# 5hp Briggs & Stratt no Idle...



## black_sport (Jul 11, 2008)

Hey everyone! So I got this go-cart that had been sitting over the winter and wouldn't start. So I cleaned the carb. No I can't get the darn thing to idle at a low rpm.

Model 136212
Type 0126

I have looked at the diagrams and everything I just can't figure out what to turn and how to start. 
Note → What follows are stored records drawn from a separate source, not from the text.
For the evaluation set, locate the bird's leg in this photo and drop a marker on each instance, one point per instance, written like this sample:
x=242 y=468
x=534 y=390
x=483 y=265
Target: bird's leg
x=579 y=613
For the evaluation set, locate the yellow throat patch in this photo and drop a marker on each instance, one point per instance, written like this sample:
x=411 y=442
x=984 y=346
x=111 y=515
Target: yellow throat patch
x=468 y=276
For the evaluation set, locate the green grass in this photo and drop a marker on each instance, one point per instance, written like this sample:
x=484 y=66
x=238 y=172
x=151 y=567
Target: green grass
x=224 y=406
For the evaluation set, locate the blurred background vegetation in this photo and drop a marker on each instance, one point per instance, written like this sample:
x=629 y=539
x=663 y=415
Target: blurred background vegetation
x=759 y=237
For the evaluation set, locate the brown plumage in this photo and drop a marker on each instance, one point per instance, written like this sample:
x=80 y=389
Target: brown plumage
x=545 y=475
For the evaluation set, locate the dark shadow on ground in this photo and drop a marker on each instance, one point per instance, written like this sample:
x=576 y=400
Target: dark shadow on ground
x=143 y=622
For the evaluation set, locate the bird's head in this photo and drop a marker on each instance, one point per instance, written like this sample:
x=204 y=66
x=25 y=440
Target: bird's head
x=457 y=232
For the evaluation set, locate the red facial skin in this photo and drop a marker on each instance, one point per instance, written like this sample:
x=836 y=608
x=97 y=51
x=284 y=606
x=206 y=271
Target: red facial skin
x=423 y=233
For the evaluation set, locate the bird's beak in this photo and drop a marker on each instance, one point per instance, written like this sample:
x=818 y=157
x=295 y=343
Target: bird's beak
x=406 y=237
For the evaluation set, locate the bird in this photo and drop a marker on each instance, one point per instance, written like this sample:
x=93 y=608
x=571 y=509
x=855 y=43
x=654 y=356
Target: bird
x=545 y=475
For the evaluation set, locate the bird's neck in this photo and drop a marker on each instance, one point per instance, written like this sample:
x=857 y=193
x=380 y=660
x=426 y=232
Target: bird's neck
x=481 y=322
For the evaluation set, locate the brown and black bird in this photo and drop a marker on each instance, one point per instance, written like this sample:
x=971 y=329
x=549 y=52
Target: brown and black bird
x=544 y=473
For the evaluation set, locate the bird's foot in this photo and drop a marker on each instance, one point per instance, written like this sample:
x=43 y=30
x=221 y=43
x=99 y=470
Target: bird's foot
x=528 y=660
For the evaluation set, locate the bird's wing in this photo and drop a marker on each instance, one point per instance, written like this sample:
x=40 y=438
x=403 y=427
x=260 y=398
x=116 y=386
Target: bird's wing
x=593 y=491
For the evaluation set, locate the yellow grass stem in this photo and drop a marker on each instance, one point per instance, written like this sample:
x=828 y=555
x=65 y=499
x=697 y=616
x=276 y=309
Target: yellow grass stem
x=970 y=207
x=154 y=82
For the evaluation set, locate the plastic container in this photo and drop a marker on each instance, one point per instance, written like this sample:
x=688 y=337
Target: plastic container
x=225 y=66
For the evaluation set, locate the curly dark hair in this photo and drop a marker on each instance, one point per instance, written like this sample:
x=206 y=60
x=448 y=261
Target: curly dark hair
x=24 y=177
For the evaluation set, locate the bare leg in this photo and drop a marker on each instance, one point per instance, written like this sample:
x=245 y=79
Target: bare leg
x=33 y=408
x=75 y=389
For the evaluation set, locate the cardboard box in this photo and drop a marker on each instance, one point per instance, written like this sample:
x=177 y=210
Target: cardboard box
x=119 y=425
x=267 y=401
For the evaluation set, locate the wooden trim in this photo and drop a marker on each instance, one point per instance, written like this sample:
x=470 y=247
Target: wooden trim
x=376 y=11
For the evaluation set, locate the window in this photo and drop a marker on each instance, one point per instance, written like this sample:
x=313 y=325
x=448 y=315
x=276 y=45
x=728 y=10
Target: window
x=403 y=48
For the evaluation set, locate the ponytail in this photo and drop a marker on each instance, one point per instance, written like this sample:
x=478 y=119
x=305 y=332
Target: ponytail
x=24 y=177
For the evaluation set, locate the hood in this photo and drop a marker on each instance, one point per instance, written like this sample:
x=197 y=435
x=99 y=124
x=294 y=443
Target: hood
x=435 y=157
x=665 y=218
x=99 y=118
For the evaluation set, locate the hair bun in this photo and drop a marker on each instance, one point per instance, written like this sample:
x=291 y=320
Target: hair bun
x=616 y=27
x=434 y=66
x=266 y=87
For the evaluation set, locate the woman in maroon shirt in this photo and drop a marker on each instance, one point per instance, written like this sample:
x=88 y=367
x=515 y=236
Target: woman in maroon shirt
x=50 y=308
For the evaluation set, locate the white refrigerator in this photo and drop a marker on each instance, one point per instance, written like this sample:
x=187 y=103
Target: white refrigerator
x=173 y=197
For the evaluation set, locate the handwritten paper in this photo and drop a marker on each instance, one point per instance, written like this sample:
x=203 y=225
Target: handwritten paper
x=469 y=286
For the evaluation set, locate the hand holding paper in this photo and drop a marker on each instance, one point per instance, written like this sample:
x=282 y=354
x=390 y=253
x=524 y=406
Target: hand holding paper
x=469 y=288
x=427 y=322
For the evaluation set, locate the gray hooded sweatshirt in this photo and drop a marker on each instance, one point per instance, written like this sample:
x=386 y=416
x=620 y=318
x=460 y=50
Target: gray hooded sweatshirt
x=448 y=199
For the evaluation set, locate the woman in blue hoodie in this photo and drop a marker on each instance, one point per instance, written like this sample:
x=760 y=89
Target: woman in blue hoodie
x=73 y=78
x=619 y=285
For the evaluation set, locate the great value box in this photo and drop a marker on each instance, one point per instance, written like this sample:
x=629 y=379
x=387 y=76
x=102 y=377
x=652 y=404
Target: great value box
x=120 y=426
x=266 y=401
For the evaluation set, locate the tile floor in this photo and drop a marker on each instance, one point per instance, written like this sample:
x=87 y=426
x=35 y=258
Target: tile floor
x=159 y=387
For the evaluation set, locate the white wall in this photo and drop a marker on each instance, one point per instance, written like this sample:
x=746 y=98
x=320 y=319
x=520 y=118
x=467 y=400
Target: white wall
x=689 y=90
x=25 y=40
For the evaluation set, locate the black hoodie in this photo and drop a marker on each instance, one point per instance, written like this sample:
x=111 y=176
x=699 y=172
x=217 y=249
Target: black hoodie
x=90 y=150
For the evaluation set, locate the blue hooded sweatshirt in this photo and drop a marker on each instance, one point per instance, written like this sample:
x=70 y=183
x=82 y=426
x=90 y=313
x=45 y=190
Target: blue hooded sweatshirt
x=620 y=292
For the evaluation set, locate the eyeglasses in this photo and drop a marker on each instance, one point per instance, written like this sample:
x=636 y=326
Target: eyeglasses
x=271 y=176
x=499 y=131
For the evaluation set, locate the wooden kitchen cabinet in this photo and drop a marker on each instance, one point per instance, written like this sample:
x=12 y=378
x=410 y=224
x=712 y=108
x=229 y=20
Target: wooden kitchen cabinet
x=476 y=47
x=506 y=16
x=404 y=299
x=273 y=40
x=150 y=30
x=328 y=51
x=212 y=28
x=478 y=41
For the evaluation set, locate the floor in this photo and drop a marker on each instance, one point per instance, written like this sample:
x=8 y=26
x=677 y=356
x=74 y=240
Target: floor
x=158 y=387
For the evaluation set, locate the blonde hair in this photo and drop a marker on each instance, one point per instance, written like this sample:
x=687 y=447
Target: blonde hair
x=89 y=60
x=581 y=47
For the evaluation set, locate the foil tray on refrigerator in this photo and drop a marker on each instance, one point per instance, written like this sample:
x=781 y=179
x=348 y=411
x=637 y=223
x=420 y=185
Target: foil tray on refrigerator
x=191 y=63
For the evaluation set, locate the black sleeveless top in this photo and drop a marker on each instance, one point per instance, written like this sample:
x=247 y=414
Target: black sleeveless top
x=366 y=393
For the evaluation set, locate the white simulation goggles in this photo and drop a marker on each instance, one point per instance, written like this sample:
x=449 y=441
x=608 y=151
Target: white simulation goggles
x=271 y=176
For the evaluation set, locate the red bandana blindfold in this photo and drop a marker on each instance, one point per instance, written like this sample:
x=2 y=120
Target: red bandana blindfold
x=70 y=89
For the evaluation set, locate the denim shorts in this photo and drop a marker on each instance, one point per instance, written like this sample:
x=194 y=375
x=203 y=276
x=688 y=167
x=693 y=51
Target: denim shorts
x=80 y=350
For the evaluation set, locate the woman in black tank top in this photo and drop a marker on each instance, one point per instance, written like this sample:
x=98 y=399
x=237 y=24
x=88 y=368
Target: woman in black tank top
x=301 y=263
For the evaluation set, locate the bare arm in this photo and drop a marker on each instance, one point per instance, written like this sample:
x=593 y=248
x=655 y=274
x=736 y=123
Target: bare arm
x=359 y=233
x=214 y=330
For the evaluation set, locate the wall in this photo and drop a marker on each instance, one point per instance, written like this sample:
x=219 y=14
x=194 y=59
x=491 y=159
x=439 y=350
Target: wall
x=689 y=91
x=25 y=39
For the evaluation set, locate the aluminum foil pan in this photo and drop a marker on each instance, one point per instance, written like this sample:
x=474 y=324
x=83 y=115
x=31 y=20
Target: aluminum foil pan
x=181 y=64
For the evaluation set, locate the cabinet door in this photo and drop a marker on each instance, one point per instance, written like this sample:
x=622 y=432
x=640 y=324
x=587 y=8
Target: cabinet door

The mixture screw I found you need to start it at 1.5 turns out from tight. Then adjust accordingly. Also the screw uptop on the butterfly I tightened it all the way down and backed off 1.5 turns. The only thing I lack (i think) is the nut on the screw that goes back to the gas pedal. I can start the engine and it will "idle" if you push the gas to the floor. 

Any ideas?


----------



## phillipmc (Jan 27, 2008)

Did you just clean the carb and use the old parts to put it back together ? How did you clean it, Spraying it with carb spray from a can or did you soak it in carb cleaner for a few hours ? Try soaking it in carb cleaner for a few hours, Get a carb kit and replace the adjustment screew and all the parts you can. Make sure you use new gaskets between the carb and engine and the carb and tank ( do NOT overtighten the screews holding the carb to the tank it could warp the tank and cause problems.) Also make sure the screen going into the tank isn't clogged.


----------



## black_sport (Jul 11, 2008)

K Once i do all of that how do I tune the carb just right? The only thing I hae found is the turning of the adjustment screw 1.5 turns out.


----------



## phillipmc (Jan 27, 2008)

Yes turn the adjustment screew near the tank on the flywheel side of the engine all the way in till it seats ( not hard ) then 1.5 turns out crank the engine and put it to wide open throttle via the govenor ( useing the gas peddal ) and adjust it till it runs the best and idles the best with best throttle response. Usually with 1.5 turns out you are very close and shouldn't take much fine tuning


----------



## black_sport (Jul 11, 2008)

Ok I have done all the above and now when I just crank it the engine runs wide open for about 2 seconds and the governor kicks on and chokes the engine.


----------



## phillipmc (Jan 27, 2008)

The govenor shouldn't choke the engine. It only controls the butterfly on the carb for engine speed. Have you Taken apart the carb and soaked it in carb cleaner for a few hours and checked the pickup tubes on the carb that goes into the fuel tank ?


----------



## black_sport (Jul 11, 2008)

I just took it apart (second time) there is gunk on the screen. How do I go about cleaning the gas tank?


----------



## black_sport (Jul 11, 2008)

Im soaking the carb as we speak in carb cleaner. Before I put it back on i'm going to clean the tank.


----------



## phillipmc (Jan 27, 2008)

If the tank will fit in the dunk tank then soak it aswell. This will remove the paint from the outside of the tank though. You could also try pooring a little of the carb cleaner into the tank and letting it sit.


----------



## black_sport (Jul 11, 2008)

K I have done all that and now how do I adjust the idle to get it just right? It runs right now a little iffy with the throttle screw out 1.5 turns (butterfly on top) and the mixture screw 1.5 turns out (on side below choke lever)


----------



## black_sport (Jul 11, 2008)

Also if you type "Briggs & Stratton Go-Cart 5hp Rough Idle" and look for the user mattloflin on youtube thats me with the go-cart i'm upto part 3.


----------